One of the world's leading studio potters has died after a career in Winchcombe, Gloucestershire, spanning 76 years.
Ray Finch died on Wednesday at the age of 97, having first worked at Winchcombe Pottery in 1936. Although he handed the Broadway Road business over to his son Mike in 1979, he continued to work there and was making pottery until earlier this year.
In 1980, he was made an MBE for services to the arts and, in 1999, received a lifetime achievement award from the first international potters festival in Aberystwyth.

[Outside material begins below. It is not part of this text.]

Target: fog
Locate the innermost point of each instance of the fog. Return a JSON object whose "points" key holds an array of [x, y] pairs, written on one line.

Ron Wheeler, who wrote a book about Mr Finch in 1998, said: "The world of studio pottery has lost one of its leading figures and practitioners. He was an outstanding artist and potter who also trained and influenced a large number of students from Britain and overseas."
Mr Wheeler said Mr Finch had been "a man of quiet dignity, modest with strong values". He seemed surprised that his work was collected by so many admirers. He said: "I've not really ever considered myself to be famous. We've always tended to use my pots at home but I don't keep many of them, just a few which I like."
Over seven decades, he worked in various forms, from slipware to the more robust stoneware, crafting water jugs, teapots and bowls for everyday use. His workshops were much sought after and many top potters, from home and abroad, expressed their gratitude to him for his guidance. Mr Finch kept one of the few remaining country potteries going against all the economic odds and its high quality products still attract a large number of customers from the UK and places such as Scandinavia, America and New Zealand.
Mr Finch's own work is represented in the collections of dozens of museums in Britain and overseas. He is survived by Mike, his daughter Marianne and four other sons – Anthony, Peter, Joe and Paul, as well as grandchildren and great grandchildren.
The funeral will be on Thursday at noon, at St Nicholas Roman Catholic Church in Winchcombe.